If you brought Big Little Lies back for a second season, the show’s very first casualty would be that wonderful final scene on the beach, where we see the women bonded by their experiences in those beach sweaters that I can’t seem to stop obsessing over. We don’t hear what they say to each other — in fact, the only dialogue we get from any of them after the murder is their witness statements to the police, which we know are manufactured half-truths. We can imagine what Bonnie might say to Celeste, or what Celeste might say to Jane; what Madeline might say to Celeste, what Renata might say to Bonnie. We can imagine how they talk about their secret together when no one else is listening. But we don’t hear it, and that’s a choice. It’s a choice made by writer David E. Kelley and director Jean-Marc Vallée, and a second season would render it completely meaningless.

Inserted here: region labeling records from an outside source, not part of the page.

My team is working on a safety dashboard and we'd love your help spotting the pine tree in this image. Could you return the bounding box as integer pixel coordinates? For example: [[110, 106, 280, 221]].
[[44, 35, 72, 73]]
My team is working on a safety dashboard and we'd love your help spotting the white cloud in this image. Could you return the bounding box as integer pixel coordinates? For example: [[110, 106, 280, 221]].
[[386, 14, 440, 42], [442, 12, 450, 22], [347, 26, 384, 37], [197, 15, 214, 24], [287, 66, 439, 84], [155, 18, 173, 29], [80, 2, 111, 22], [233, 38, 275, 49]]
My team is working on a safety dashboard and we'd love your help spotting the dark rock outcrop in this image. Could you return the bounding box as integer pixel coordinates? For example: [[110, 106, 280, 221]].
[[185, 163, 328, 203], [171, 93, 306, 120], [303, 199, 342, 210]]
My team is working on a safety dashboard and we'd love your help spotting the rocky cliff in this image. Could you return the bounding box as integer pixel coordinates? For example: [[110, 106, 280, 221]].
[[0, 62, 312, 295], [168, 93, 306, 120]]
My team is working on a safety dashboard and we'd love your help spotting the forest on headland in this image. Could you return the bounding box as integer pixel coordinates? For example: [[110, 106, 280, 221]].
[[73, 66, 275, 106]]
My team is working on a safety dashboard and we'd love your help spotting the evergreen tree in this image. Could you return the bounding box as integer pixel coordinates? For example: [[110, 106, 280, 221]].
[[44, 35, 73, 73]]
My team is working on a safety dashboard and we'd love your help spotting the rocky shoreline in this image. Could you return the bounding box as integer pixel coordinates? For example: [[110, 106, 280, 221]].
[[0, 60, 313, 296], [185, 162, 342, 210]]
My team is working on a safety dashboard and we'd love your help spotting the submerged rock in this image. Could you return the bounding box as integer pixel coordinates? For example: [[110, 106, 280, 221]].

For his part, Vallée has repeatedly said that season 2 won’t — and shouldn’t — happen. And in a rather encouraging sign, HBO promoted the episode as the “series finale,” after only the week prior calling it merely the “finale.” Maybe the cost of re-signing Kidman and Witherspoon after this huge success would discourage season 2 talk on its own. Whatever the reason, I’m going to keep my fingers crossed that this show I loved — the best television of the current TV season, if you ask me — stays finished.